The attentive observer might have noticed a person sitting in the shade beside our little ship. Here she is, together with her sweet young dog.
Jay & Max
In Middenmeer Jay found a playmate, a wire-haired Jack Russell terrier, named Max. Max turned out to be just a few days younger than Jay. They befriended each other immediately, without any hesitation. A detail: our last dog (1979-1989) was named… Max!
Middenmeer-town was not all that exciting. Nevertheless, next to its harbour a snack-bar was situated with the unthinkable name ‘Jan Patat’ (= John Fries). Ha! There’s presumably and obvious. This one is categorised in the obvious-league.
At long last we left Middenmeer on Thursday the 27th of June at 11:13AM. On the way we hoped to find an acceptable space – more specifically tailored to dog-needs, an accessible shore being an important one. Alas we had to continue as there was nothing acceptable to be found along the chosen course. We decided to phone Den Helder’s W.S.V. (watersportclub) ‘Onrust’ because they charge just € 1,-- per metre. The problem was the published maximum boat-length. Well, we were warmly welcomed. The harbour-master explained us where to go, too. Yippee! Unfortunately we made the mistake to take one bifurcation too early – ending up in front of a low, immovable, bridge. This picture is a view from this bridge. As this canal is too narrow to turn, we were forced to go back all the way in reverse. Easy enough. (Ahum.)
We cruised ever so slowly in reverse that afternoon, until the harbour-master appeared and advised us to call it a day and moor at the position we had reached at that moment. That was around halfway the entire length we were forced to do. Therefore this has been our position in Den Helder for two nights. We switched off the engine at 4:42PM, a pee break on the way for the dog included.
On the Friday the three of us had an extensive walk in Den Helder. There’s a lot to be seen, especially for some-one interested in the boating scene. This picture is an example of Den Helder’s atmosphere.
While in Den Helder, we bought little flags of the provinces of Noord-Holland (on top right), Zuid-Holland (low on the left) and Utrecht (on top left). Low on the right is a, here invisible, pennon related to our winter-mooring spot, being Amersfoort’s Eemhaven. For your information, the order of importance is (1) on top right, (2) on top left, (3) low on the right and (4) low on the left. We are now in Noord-Holland, thence the position of its flag.

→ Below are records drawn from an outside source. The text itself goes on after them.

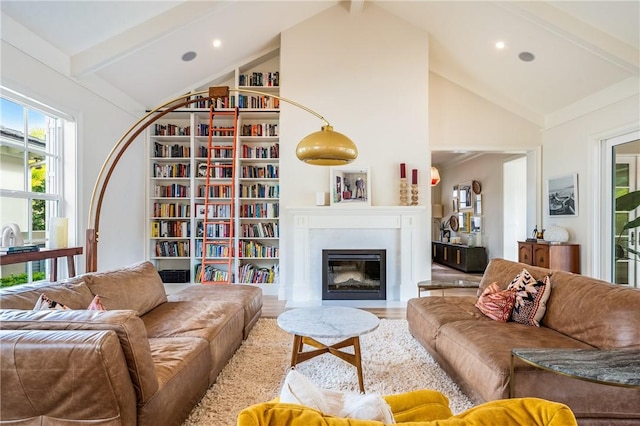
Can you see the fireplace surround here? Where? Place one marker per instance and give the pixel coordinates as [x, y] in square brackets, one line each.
[400, 230]
[354, 274]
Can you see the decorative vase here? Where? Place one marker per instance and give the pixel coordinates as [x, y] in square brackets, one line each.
[404, 192]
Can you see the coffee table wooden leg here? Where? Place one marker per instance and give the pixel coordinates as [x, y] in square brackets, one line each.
[297, 348]
[358, 362]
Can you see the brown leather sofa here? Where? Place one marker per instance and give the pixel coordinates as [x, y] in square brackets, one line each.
[582, 312]
[147, 360]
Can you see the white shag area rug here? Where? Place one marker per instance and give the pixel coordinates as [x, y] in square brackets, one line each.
[392, 362]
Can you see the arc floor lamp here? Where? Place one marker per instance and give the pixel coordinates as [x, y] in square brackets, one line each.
[325, 147]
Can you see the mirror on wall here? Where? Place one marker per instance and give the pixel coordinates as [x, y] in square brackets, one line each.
[465, 195]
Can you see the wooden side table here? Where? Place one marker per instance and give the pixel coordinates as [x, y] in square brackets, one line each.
[613, 367]
[53, 254]
[431, 285]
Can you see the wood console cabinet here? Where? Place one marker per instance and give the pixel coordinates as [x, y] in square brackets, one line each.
[563, 257]
[463, 258]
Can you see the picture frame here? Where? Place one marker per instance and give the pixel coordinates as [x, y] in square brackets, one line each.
[562, 196]
[350, 186]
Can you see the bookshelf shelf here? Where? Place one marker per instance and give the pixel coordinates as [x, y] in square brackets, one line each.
[179, 141]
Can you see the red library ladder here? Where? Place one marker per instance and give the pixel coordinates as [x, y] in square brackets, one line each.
[219, 199]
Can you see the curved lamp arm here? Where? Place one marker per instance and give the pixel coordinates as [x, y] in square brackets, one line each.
[345, 155]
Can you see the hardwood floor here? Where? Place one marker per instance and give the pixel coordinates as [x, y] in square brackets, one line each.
[272, 307]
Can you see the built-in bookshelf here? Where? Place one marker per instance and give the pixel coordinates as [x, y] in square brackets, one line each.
[177, 183]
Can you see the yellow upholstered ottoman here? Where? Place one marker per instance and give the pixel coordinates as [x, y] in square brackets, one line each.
[419, 408]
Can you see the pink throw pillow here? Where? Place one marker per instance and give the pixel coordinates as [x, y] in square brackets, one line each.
[495, 303]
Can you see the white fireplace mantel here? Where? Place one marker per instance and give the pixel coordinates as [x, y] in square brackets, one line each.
[400, 230]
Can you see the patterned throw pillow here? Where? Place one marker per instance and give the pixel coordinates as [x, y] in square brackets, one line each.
[96, 305]
[44, 303]
[531, 298]
[495, 303]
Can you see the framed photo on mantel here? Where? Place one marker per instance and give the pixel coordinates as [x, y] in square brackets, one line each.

Den Helder was left on Saturday the 29th of June at 2:43PM, when the engine was started and we did the remaining part of the cruising-in-reverse drill. At 4:46PM the engine was switched off again – and we live, for the time being, on the Noordhollandsch Kanaal next to a village called ‘t Zand. At arrival there was no space for us. A friendly co-boater moved his boat forward. We fitted exactly in, our female driver forcing to perform a top-job.
Vlotbrug from a distance
The banks of the canal at ‘t Zand are connected by means of a ‘vlotbrug’ (float(ing)-bridge). It’s a typical type of bridge...
Vlotbrug at close range
...in this canal. One could suspect it’s cheaper to build one than a ‘normal’ one. The last video shows how it works.
A picture of our position, as seen from ‘t Zand’s vlotbrug.
Vlotbrug ‘t Zand
This video, of 66 seconds, explains how this type of bridge works. And the type of boat, a little historical tug, makes it even better to watch.
This week’s statistics.
Engine ran during 7 hours and 18 minutes (7,3 hours).
Generator this week 0 hours and 0 minutes (0,0 hours).
Weather: mostly warm, even hot – sometimes too hot.